Reconciling Originalism and Precedent
Northwestern University Law Review, Vol. 103, No. 2, 2009
54 Pages Posted: 7 May 2009
Date Written: May 5, 2009
Abstract
Originalism is often thought, by both its advocates and its critics, to be inconsistent with precedent. This Article challenges this common view of originalism and argues that nothing in the Constitution forbids judges from following precedent. First, the Constitution as a matter of judicial power incorporates a minimal notion of precedent. Second, the Constitution treats precedent as a matter of federal common law that it is revisable by congressional statute. Thus, the courts in the first instance and Congress ultimately have significant discretion over what precedent rules should be adopted.

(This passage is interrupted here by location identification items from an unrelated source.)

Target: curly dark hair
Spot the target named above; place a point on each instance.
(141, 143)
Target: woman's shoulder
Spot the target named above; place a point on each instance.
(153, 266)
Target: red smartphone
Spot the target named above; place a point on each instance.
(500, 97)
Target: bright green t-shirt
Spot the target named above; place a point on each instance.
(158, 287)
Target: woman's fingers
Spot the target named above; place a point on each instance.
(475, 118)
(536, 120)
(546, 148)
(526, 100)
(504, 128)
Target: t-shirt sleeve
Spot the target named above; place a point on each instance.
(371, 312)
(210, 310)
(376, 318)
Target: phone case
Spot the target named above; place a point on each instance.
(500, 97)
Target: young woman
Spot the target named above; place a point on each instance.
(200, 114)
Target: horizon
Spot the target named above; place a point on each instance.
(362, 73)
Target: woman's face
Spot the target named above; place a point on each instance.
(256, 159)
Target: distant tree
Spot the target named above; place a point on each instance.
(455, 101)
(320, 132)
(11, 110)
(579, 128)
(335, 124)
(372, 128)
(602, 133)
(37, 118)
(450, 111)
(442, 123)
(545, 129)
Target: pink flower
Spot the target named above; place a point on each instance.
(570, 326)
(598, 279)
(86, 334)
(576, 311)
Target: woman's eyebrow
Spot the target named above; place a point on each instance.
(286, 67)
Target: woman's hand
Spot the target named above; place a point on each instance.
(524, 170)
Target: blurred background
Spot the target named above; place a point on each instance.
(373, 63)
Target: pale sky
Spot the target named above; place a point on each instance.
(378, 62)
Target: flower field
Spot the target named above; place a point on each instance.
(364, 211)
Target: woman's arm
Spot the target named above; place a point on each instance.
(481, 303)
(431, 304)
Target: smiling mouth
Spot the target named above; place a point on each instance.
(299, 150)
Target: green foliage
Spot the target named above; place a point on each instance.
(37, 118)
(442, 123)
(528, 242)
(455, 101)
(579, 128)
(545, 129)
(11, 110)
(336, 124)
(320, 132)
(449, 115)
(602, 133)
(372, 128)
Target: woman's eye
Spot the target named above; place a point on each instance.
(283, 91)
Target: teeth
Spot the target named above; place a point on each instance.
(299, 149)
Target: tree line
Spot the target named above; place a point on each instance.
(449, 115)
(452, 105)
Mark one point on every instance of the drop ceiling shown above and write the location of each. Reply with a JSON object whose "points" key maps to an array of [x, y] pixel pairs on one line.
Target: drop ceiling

Having established that the original meaning of the Constitution does not forbid precedent, the next question is: what is the normatively best approach to precedent under originalism? As consequentialists, we argue that precedent doctrine should consist of rules that require precedent to be followed when doing so would produce net benefits and that require original meaning to be applied instead of precedent in other cases We then balance these benefits of following the original meaning with the benefits of following precedent. This Article, while not offering a full precedent doctrine, does recommend three specific precedent rules. First, precedent should be followed when it is necessary to avoid imposing enormous costs. Second, precedent should be followed when it is entrenched-when the precedent enjoys strong support that is comparable to that enjoyed by a constitutional amendment. Third, precedent should be followed when it corrects the results of a failure in the original super majoritarian process of making the Constitution, such as the exclusion of African Americans.